For instance, KIPP: Public Schools in Northern California offers innovation labs and coding clubs beginning in Transitional Kindergarten through 12th grade. Of the students at KIPP’s 19 charter schools in seven cities in the region, 95 percent are minorities and 77 percent are eligible for free or reduced-priced lunch. Free online campaigns like Computer Science Education Week and Hour of Code also are exposing students who otherwise wouldn’t have access to STEM curriculum.

But while STEM awareness and resources are growing, there are still many schools that do not provide STEM learning opportunities to their students.

STEM begins at home

That’s why it’s important that parents act proactively to make sure their child is getting the exposure and training in STEM subjects that they’ll need to succeed. It’s easy in the early years; math and science fascinate young kids. “Younger children like math — counting, telling time,” says Escalante, who volunteers in her fourth grader’s math class at Junipero Serra Elementary in San Francisco. “But when they get older math becomes a concept instead of something tangible, and that can be scary.” And without positive exposure to STEM subjects in a way that relates to their lives, kids can lose interest and fall behind. Help your child crack the STEM learning code with these STEM-friendly pointers.

  • Point out the fruits of STEM

    It’s not difficult to make an appreciation for STEM studies a regular part of your interactions with your child, since evidence of STEM’s impact is all around you. Their favorite game app, the latest movie special effects, and the invention of candy that pops in your mouth are all courtesy of STEM.

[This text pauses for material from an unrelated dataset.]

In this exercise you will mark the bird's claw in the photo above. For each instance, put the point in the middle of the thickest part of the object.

  • Embrace “why” questions

    Young children love learning how things work and how they are connected. Ask questions that encourage exploration—why do you think it works like that? How could you figure it out? Encourage their endless “why” questions, and if you don’t know the answer, research with your child and find out the answer together.

  • Be a math booster

    If you have negative feelings about math or science, don’t let them influence your child. Saying things like “I was never good at math,” or “I always hated math” can lead your child to turn away from the subject experts say is most critical for their success. And rather than rewarding getting the right answer, reward persistence and diligence. The most important ingredient for success is the willingness to keep trying different ways to solve a problem, even when there are obstacles.

  • Bust the stereotypes

    Counteract the idea that math and science are for one particular type of person. If your child sees people who look like them thriving as doctors, scientific researchers, software engineers, architects, or data analysts, they’ll be better able to imagine themselves doing those jobs someday. Don’t be shy about reaching out to local STEM professionals and asking them to talk about what they do at your school’s career day, or to visit your child’s class (with the teacher’s permission).

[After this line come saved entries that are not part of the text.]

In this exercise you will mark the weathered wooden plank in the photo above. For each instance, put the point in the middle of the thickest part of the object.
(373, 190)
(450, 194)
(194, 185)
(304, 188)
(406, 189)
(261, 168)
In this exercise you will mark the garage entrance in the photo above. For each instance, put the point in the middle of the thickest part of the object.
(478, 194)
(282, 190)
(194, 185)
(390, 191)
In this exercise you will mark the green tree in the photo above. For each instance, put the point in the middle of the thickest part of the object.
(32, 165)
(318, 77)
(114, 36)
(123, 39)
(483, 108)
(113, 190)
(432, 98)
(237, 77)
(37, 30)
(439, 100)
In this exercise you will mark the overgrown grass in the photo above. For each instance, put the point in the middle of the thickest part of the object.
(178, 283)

  • Make constructive use of screen time

    In addition to websites like Khan Academy, CodeMonkey, and YoungWonks, and game apps like Hopscotch, Tynker, and Kodable, which introduce kids to coding, there are lots of entertaining, STEM-related ways your child and teen can use their screen time. Check out the YouTube show Physics Girl or the PBS Kids TV show SciGirls. TV shows like the BBC’s Life series, PBS’ NOVA, especially The Secret Life of Scientists & Engineers, and the Discovery Channel’s Planet Earth are also great choices for science-loving kids.

  • Seek science after hours

    Look for after-school, weekend and summer STEM programs and take advantage of ways to expose your child to STEM outside of school.

    Visit science museums at home or on vacation, and check your local museum’s website for camps and programs.
    Take a trip to the next Maker Faire happening near you.

    Black Girls Code offers weekend workshops in cities around the country.

    FIRST Robotics offers the opportunity for kids at various ages to form teams and participate in robotics competitions with a professional mentor.